US prices are up about $3/t on the week, supported by talk of reduced export competition and optimism over yesterday’s signing of phase one of the US/China trade deal.
USDA produced few surprises in its recent updates. Although US and global wheat stocks were trimmed, they were in line with trade expectations.
USDA puts 2020 US winter wheat sowings at 30.8mln acres, down 1% year-on-year, and again slightly above trade estimates.
Ukraine’s 2019 grain harvest hit a record high of just over 75mln t, up from 70mln t a year earlier. As of 10 January exports were reported at 32.1mln t for the marketing year, with China being one of the largest importers.
However, rumours have surfaced about a possible export restriction on Russian wheat exports, with talk of a 20mln t limit after 31 January.
Egypt’s state buyer GASC purchased 240,000t of wheat (75% Russian/25% Romanian) for 1-10 March shipment at its latest tender. Prices rose $4-5/t above the previous purchase, much in line with the rise in the global markets.
EU prices are up about €2/t on the week, with both futures and cash markets supported by France’s transport strike, which is limiting export supplies to ports.
UK prices are up about £3/t on the week, again supported by a general supply squeeze and the firmer global tone. It is worth noting that both old and new crop values remain historically high, and ex-farm sales have picked up for both old and new crop.
Planting progress in the UK has been very patchy to non-existent. The two-week forecast for the UK looks dry, but so was last week when we saw significant rainfall in regions where drilling was becoming a possibility. A long window of drying weather is needed to allow winter wheat planting to resume and ensure ground conditions improve enough to allow spring sowing.
Will Ringrose, ADM Agriculture’s head of oilseeds, comments on the OSR market
January’s USDA report started the trading week with a bearish tone. US soybean yields were increased above trade estimates to 47.4 bushels/acre, but the harvested area was reduced. Compared to December’s report, this resulted in an 8 mln bu increase in the overall forecasted harvest figure to 3.558 bln/bu. As a result, both US and world soybean ending stocks were increased from December’s report.
South American crop estimates for Argentina and Brazil were both left unchanged at 53mln t and 123mln t respectively.
The trade then focused on yesterday’s historic signing of the phase one agreement.

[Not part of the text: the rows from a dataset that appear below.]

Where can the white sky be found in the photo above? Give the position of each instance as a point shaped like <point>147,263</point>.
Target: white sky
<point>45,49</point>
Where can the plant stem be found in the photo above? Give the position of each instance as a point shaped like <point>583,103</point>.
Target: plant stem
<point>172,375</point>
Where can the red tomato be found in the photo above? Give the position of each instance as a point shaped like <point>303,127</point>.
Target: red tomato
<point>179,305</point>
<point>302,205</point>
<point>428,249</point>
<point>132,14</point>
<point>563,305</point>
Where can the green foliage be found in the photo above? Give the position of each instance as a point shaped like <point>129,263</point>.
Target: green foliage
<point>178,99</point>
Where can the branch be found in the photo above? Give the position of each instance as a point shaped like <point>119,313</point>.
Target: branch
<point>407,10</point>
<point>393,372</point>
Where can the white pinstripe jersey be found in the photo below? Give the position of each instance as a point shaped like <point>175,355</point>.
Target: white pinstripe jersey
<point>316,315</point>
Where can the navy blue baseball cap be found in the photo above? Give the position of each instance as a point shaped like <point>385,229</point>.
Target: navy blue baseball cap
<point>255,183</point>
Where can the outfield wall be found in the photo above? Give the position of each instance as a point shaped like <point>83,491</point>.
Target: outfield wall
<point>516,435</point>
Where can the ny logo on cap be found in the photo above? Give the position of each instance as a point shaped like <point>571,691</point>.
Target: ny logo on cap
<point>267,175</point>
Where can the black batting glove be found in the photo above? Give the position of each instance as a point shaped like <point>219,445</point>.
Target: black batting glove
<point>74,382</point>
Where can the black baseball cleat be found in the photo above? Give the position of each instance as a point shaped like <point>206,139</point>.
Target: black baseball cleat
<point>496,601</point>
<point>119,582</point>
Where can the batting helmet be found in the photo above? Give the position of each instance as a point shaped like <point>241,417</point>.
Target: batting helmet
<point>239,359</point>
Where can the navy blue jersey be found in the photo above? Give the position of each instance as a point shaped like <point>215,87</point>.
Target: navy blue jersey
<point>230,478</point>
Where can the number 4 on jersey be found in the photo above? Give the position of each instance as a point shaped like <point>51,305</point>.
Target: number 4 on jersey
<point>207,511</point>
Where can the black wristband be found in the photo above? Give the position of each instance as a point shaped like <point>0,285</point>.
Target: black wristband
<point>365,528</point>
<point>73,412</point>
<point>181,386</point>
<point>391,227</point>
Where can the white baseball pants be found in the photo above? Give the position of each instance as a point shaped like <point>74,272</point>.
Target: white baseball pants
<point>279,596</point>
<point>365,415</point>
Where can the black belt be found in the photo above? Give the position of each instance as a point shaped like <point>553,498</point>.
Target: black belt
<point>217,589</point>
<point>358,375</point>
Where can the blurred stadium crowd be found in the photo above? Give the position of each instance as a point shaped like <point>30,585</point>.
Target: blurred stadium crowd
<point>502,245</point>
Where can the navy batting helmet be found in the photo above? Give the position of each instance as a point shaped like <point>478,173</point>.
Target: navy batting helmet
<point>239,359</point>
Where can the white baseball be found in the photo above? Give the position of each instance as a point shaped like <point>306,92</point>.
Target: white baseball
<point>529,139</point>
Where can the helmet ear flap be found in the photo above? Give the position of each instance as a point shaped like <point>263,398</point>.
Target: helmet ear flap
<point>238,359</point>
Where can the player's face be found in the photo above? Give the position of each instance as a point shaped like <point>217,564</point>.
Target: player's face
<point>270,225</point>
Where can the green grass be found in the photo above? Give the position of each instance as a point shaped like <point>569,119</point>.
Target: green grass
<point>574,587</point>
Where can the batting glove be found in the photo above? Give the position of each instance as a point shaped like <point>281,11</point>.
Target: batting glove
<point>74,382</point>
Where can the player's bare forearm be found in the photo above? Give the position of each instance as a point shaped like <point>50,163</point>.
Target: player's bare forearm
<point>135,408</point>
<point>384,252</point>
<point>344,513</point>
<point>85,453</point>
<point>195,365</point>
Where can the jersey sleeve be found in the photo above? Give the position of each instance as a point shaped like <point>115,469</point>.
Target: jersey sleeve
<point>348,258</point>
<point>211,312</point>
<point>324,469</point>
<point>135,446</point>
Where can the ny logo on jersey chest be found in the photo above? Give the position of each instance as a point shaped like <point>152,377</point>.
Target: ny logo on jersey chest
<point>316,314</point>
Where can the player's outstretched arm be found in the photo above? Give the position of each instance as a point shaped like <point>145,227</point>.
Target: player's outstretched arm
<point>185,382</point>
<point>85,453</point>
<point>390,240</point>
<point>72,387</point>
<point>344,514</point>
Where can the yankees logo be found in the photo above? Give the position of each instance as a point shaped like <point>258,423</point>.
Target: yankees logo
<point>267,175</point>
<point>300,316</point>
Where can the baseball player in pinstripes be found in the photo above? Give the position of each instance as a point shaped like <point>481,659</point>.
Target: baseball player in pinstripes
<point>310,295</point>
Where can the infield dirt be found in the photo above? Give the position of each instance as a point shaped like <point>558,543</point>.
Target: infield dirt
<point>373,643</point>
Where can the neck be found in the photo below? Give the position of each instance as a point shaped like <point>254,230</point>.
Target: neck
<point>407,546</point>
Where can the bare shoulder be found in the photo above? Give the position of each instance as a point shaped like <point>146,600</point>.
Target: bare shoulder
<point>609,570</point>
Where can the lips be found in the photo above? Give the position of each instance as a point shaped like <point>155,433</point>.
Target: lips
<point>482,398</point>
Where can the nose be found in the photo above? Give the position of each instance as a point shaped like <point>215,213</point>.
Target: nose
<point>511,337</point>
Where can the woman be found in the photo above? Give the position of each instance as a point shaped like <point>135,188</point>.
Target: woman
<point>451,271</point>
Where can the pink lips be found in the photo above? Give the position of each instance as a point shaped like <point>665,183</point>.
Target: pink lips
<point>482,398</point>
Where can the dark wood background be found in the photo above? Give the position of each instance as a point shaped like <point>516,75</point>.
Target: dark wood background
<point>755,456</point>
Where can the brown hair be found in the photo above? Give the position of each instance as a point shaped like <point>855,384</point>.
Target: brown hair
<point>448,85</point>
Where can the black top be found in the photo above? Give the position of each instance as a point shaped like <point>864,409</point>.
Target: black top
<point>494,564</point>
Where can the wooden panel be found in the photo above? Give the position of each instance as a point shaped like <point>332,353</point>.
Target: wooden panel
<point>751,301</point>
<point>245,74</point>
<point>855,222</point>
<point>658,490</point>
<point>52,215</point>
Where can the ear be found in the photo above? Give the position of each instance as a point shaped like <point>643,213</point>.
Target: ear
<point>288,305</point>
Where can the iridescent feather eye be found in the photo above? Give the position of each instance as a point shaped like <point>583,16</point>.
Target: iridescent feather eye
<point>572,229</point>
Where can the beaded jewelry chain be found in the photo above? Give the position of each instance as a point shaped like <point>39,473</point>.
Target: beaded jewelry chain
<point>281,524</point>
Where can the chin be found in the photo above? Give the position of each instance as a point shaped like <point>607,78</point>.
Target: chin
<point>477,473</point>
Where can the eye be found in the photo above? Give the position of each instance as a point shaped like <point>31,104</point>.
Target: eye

China agreed to purchase $40bln of US agricultural commodities per year until the end of February 2022.
However, details of the report were limited, although one point stated that market conditions would dictate the timing of purchases within a given year. Tariffs will remain in place until phase two, but waivers will be granted by the Chinese government when making purchases.
Soybeans closed 13 cents lower as the trade began to digest the 86-page document. The trade remain apprehensive about how this agreement will work if Brazilian soybeans remain so much cheaper.
Elsewhere, tensions in the Middle East have eased over the last week, resulting in lower prices in most energy markets.
Veg oil prices continued to consolidate, despite lower than anticipated December production figures of Malaysian palm oil, down 26% from a year ago. On Monday, India announced a temporary import ban on Malaysian crude palm oil and funds saw an opportunity to unwind long positions in an overbought market.
Notwithstanding, India’s coverage for edible oils is reported at a four-year low, which should create demand for other veg oils.
Matif rapeseed, having traded at its highest level seen since March 2017, also saw sharp consolidation this week. The decline of world veg oil prices also gave rapeseed markets the excuse for correction, with Matif falling €13 from recent highs (May 20).
UK rapeseed prices began the week approximately 9% higher than at the start of December to make season highs. However, the link to Matif saw levels ease, mitigated slightly by weaker sterling. The run-up to Brexit will be key as volatile currency will impact UK farm prices.